Vermorel explique qu’il existe un problème non résolu d’optimisation conjointe de la demande, des stocks et de la tarification, car ces facteurs sont souvent traités comme des entités disjointes. En réponse à la question de Chandler sur la possibilité de combiner les méthodes existantes pour résoudre ce problème, Vermorel déclare que historiquement, la plupart des solutions développées ne se prêtaient pas à être combinées les unes aux autres. L’approche de la Planification des Ventes et des Opérations (S&OP) a tenté de résoudre ce problème au niveau humain en facilitant la communication entre différents départements, mais cela ne se traduit pas bien par l’automatisation logicielle.

En ce qui concerne l’automatisation logicielle, Vermorel souligne les difficultés qui surviennent lorsqu’on essaie d’intégrer des systèmes distincts tels que la planification des besoins en matériel axée sur la demande (DDMRP), les systèmes de gestion d’entrepôt (WMS) et les modules complémentaires de gestion des informations sur les produits (PIM) pour la tarification. Ces systèmes prennent souvent des décisions indépendantes, ce qui conduit à une approche disjointe et à des inefficacités potentielles.

Vermorel explique que les méthodes traditionnelles de prise de décision en matière de stocks, d’achats et de tarification sont souvent disjointes, ce qui peut entraîner des résultats suboptimaux. Il suggère que la programmation différentiable peut aider à optimiser ces décisions en tenant compte de plusieurs facteurs simultanément.

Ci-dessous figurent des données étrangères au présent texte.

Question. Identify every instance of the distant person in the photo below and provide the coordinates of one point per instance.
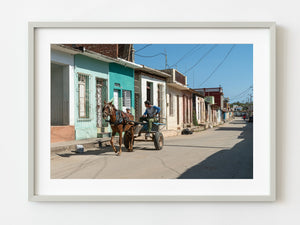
(150, 115)
(128, 110)
(244, 116)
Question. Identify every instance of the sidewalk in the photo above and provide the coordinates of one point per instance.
(87, 143)
(102, 142)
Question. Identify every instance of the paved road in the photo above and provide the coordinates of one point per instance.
(225, 152)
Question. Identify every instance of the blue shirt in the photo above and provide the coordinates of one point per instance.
(152, 111)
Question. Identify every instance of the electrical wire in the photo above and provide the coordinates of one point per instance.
(212, 48)
(245, 91)
(143, 47)
(218, 66)
(150, 56)
(188, 54)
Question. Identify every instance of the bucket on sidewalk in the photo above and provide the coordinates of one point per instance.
(79, 149)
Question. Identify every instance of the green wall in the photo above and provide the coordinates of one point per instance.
(87, 127)
(124, 76)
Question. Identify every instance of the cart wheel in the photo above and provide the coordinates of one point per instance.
(127, 138)
(158, 141)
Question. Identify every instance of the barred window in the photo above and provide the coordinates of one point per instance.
(126, 99)
(171, 105)
(83, 96)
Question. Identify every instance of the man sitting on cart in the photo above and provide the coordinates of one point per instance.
(150, 115)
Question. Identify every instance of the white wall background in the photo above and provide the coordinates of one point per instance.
(14, 207)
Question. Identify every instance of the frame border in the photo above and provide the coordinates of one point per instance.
(32, 26)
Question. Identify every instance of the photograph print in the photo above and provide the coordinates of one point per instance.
(151, 111)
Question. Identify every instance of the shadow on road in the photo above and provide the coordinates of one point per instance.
(88, 152)
(230, 128)
(193, 146)
(234, 163)
(238, 122)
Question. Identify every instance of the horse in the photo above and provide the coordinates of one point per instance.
(120, 122)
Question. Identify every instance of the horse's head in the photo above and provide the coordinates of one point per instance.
(108, 109)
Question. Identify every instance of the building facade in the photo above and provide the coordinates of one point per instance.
(150, 84)
(62, 96)
(178, 96)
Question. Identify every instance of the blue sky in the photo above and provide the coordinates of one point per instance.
(205, 65)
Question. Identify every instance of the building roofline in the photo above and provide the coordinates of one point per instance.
(95, 55)
(153, 71)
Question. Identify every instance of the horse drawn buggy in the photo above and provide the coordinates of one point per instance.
(121, 122)
(141, 131)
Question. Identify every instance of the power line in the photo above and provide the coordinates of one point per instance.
(212, 48)
(218, 66)
(242, 95)
(186, 54)
(150, 56)
(243, 92)
(143, 47)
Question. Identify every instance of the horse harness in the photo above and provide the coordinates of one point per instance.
(121, 118)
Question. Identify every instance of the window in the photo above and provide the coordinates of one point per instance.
(171, 105)
(126, 99)
(150, 91)
(83, 96)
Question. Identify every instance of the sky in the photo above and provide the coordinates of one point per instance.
(205, 65)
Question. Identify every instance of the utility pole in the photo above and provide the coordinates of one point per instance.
(166, 59)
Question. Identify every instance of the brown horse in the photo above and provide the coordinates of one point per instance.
(120, 122)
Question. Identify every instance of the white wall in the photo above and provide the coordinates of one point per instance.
(155, 82)
(14, 207)
(67, 59)
(172, 120)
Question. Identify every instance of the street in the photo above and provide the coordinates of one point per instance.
(223, 152)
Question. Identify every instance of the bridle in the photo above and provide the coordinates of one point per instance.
(110, 110)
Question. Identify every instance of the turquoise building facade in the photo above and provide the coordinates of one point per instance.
(121, 86)
(91, 89)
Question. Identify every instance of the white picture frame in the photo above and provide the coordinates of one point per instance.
(35, 141)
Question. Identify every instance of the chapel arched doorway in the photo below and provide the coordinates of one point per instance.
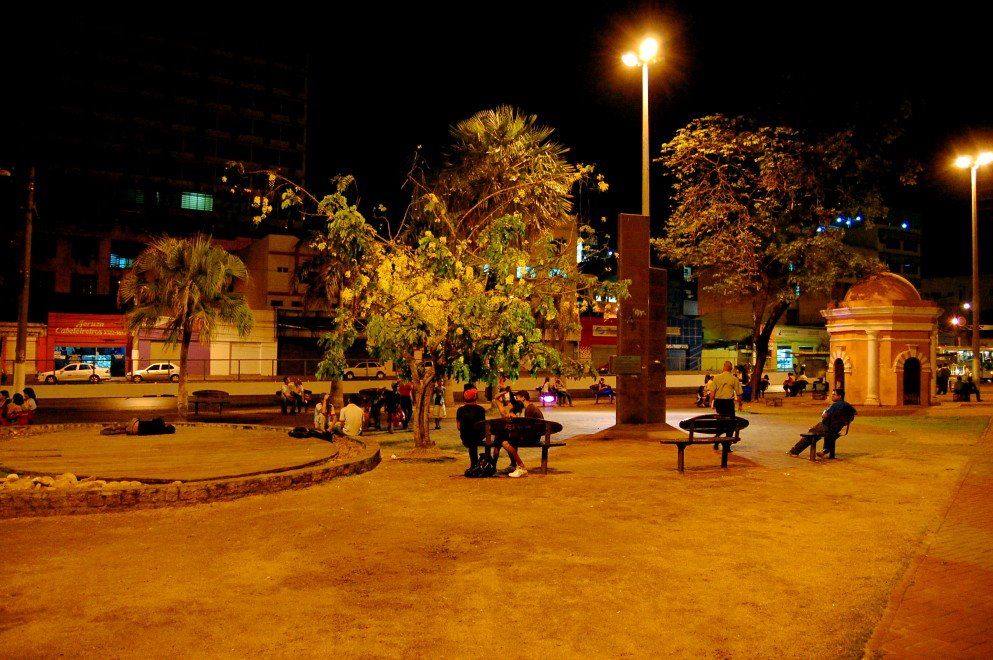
(912, 382)
(839, 374)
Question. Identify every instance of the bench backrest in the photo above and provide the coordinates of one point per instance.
(713, 425)
(518, 429)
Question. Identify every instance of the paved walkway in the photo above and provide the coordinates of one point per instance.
(943, 607)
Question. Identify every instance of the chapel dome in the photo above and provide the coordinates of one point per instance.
(883, 288)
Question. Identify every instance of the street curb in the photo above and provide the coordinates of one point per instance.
(114, 496)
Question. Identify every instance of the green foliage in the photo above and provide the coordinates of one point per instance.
(752, 208)
(181, 286)
(480, 273)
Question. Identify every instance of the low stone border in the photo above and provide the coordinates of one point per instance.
(64, 495)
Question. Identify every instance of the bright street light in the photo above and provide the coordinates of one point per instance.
(974, 163)
(647, 53)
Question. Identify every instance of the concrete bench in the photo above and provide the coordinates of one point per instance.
(774, 399)
(813, 438)
(521, 432)
(597, 393)
(218, 398)
(710, 427)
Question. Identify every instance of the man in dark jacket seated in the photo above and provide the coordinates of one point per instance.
(833, 421)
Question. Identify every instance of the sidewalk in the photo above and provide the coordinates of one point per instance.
(941, 608)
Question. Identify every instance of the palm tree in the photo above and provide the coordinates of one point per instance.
(500, 162)
(182, 285)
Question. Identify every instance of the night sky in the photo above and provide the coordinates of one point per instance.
(389, 79)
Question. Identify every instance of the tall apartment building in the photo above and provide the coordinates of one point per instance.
(131, 134)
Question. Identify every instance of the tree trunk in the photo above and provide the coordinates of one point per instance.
(182, 406)
(761, 336)
(421, 423)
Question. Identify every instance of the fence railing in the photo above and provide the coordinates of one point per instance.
(248, 369)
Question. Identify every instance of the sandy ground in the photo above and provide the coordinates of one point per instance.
(613, 554)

La programmation différentiable est conceptuellement similaire à l’apprentissage profond, mais elle se concentre sur un mélange d’apprentissage et d’optimisation plutôt que sur la simple reconnaissance de motifs. Vermorel souligne que l’apprentissage profond a fait d’importants progrès dans la reconnaissance d’images, mais il a également permis des avancées dans l’optimisation numérique. Ces avancées ont permis le développement de modèles plus complexes avec des millions de paramètres, ce qui a à son tour amélioré le processus d’optimisation.

Dans le contexte de la gestion de la supply chain, la programmation différentiable peut être appliquée à la fois à l’apprentissage de la demande future et à la prise de décisions optimisées dans des conditions d’incertitude. Par exemple, elle peut aider à déterminer combien d’unités acheter à un fournisseur ou quand appliquer une remise sur un produit spécifique. Vermorel souligne que les clients sont souvent influencés par l’assortiment global de produits, ce qui signifie que l’optimisation des décisions pour des produits individuels peut ne pas être suffisante.

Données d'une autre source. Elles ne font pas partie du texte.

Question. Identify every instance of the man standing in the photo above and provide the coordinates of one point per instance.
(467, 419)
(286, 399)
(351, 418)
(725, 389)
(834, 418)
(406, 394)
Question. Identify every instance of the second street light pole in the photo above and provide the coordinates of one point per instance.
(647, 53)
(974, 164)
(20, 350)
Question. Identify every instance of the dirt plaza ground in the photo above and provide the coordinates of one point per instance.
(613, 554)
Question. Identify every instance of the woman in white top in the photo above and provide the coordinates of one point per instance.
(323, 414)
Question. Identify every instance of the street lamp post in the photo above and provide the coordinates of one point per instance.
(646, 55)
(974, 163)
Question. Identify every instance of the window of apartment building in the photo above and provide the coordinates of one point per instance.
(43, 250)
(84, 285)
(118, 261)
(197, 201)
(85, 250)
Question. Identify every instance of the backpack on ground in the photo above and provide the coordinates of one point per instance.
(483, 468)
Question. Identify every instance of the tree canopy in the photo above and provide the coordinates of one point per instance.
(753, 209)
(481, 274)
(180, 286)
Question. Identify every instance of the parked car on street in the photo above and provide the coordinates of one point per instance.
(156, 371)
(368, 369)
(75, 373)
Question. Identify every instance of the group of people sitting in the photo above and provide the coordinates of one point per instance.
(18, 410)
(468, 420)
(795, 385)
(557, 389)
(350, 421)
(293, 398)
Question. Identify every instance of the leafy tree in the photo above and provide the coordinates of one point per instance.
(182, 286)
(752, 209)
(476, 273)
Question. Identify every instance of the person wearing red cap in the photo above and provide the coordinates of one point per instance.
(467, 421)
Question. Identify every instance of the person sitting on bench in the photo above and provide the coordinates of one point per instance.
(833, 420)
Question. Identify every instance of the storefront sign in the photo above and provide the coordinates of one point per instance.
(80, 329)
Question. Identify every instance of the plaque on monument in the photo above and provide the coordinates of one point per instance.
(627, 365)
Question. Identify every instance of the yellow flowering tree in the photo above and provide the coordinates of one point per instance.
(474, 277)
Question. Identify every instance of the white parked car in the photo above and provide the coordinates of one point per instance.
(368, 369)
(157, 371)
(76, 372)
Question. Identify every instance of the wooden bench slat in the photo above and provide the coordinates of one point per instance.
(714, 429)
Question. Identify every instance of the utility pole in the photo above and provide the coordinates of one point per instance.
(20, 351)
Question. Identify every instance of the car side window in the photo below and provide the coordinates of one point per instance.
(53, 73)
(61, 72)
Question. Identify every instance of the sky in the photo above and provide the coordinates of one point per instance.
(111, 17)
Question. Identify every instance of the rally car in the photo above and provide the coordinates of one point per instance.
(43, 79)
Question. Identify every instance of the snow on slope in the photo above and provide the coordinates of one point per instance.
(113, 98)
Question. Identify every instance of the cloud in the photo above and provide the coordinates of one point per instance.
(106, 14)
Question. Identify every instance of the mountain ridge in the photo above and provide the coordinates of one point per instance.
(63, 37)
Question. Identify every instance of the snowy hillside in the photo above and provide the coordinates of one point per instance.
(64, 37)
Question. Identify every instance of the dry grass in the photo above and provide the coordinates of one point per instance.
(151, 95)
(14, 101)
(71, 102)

Bien que la programmation différentiable soit une approche relativement nouvelle, Vermorel estime qu’elle peut être appliquée à un large éventail de problèmes non résolus dans diverses industries. Il donne l’exemple de la prévision de la demande dans le commerce de détail, où les programmes de fidélité et les données des clients peuvent offrir des informations précieuses sur les habitudes d’achat. Actuellement, il existe peu de solutions sur le marché qui exploitent ces données, et la programmation différentiable peut potentiellement aider à exploiter ces informations pour une meilleure prise de décision.

Un autre défi que la programmation différentiable peut relever est l’optimisation dans des conditions d’incertitude. Les méthodes d’optimisation traditionnelles ont souvent du mal avec les conditions stochastiques, ou aléatoires, ce qui a conduit à l’adoption d’approches simplifiées, telles que MRP (Material Requirements Planning) et DDMRP (Demand Driven MRP). Vermorel soutient que ces méthodes sont souvent insuffisantes et que la programmation différentiable peut fournir un moyen plus efficace de résoudre de tels problèmes.

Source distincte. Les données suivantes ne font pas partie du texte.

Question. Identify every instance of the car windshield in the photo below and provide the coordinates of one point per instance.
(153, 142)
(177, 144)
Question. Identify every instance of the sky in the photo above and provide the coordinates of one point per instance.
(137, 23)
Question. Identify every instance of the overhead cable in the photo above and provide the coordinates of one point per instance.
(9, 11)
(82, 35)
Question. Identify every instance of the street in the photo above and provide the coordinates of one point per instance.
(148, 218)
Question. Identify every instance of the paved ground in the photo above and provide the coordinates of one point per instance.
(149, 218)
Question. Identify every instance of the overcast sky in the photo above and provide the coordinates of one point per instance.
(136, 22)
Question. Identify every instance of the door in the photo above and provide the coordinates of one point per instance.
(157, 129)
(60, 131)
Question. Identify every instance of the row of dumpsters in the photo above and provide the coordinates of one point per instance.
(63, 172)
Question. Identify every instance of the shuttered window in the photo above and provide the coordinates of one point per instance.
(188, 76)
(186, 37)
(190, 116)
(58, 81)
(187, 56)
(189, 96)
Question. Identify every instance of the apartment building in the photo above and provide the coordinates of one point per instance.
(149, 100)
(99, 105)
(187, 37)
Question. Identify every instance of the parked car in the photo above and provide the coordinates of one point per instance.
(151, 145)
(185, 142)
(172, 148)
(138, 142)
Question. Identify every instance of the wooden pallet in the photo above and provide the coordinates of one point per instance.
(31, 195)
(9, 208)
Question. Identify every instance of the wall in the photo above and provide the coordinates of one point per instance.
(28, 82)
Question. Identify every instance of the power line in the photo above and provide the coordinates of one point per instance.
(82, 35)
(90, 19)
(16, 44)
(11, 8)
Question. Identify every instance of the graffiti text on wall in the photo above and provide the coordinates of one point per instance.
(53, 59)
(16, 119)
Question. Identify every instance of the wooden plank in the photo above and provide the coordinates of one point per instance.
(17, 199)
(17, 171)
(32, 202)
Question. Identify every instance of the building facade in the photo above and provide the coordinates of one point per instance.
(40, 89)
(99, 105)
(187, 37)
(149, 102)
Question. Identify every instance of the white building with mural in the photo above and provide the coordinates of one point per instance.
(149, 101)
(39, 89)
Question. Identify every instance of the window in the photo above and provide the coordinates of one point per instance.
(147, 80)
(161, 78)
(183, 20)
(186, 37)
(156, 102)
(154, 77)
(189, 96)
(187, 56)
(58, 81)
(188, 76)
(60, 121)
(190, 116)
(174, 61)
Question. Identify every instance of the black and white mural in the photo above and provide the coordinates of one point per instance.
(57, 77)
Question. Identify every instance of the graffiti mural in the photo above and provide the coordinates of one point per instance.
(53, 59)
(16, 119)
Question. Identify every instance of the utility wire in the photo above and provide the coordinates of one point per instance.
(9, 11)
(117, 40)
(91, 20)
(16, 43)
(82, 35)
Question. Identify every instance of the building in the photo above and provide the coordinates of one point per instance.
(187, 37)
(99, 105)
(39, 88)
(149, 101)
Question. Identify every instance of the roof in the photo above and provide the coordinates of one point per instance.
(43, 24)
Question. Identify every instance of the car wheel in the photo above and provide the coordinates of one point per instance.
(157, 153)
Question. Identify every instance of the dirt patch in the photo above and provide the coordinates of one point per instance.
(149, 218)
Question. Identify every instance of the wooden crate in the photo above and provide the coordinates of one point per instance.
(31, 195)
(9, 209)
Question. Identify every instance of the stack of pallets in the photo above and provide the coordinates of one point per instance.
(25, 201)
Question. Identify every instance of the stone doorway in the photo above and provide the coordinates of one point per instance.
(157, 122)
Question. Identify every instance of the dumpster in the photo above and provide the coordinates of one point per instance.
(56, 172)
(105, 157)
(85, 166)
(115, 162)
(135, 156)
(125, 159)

L’interview avec Joannes Vermorel met en évidence le potentiel de la programmation différentiable pour relever divers défis de l’optimisation de la supply chain. En combinant l’apprentissage et l’optimisation, cette approche peut aider les entreprises à prendre des décisions plus éclairées qui tiennent compte de plusieurs facteurs et incertitudes. Bien que la programmation différentiable soit encore un domaine relativement nouveau, Vermorel estime qu’elle présente des promesses significatives pour améliorer la gestion de la supply chain et la prévision de la demande dans différentes industries.

Ils discutent du rôle de la programmation différentiable dans la résolution des défis de la supply chain et du potentiel de résolution de problèmes complexes, auparavant insolubles.

Vermorel explique que la programmation différentiable est un outil puissant pour relever les défis complexes de la supply chain. Les avancées technologiques ont permis l’optimisation de modèles avec des millions de paramètres, alors qu’auparavant, seuls quelques centaines étaient possibles. Ce bond en capacité a rendu possible la résolution de problèmes à grande échelle, ce qui est particulièrement pertinent pour les entreprises ayant de nombreux produits et magasins.

L’un des principaux défis auxquels la programmation différentiable contribue à répondre est le “problème méchant”. Ces problèmes surviennent lorsque des actions ont des conséquences de second ordre, par exemple lorsque des promotions dans une marque de mode incitent les clients à ne faire leurs achats qu’en période de soldes. Actuellement, aucun algorithme n’est capable de résoudre ces problèmes méchants, mais Vermorel estime que l’IA de niveau humain pourrait éventuellement être en mesure de les aborder.

Le succès récent de la programmation différentiable peut être attribué à une combinaison de progrès matériels et logiciels. Les progrès rapides de la puissance de traitement, associés aux avancées de l’efficacité algorithmique, ont permis l’optimisation de modèles avec des centaines de millions de paramètres. Vermorel estime que nous avons atteint un point de rendements décroissants en termes de puissance de traitement, et le principal défi réside désormais dans l’amélioration de l’expressivité et de l’adaptation de problèmes complexes à un cadre optimisable.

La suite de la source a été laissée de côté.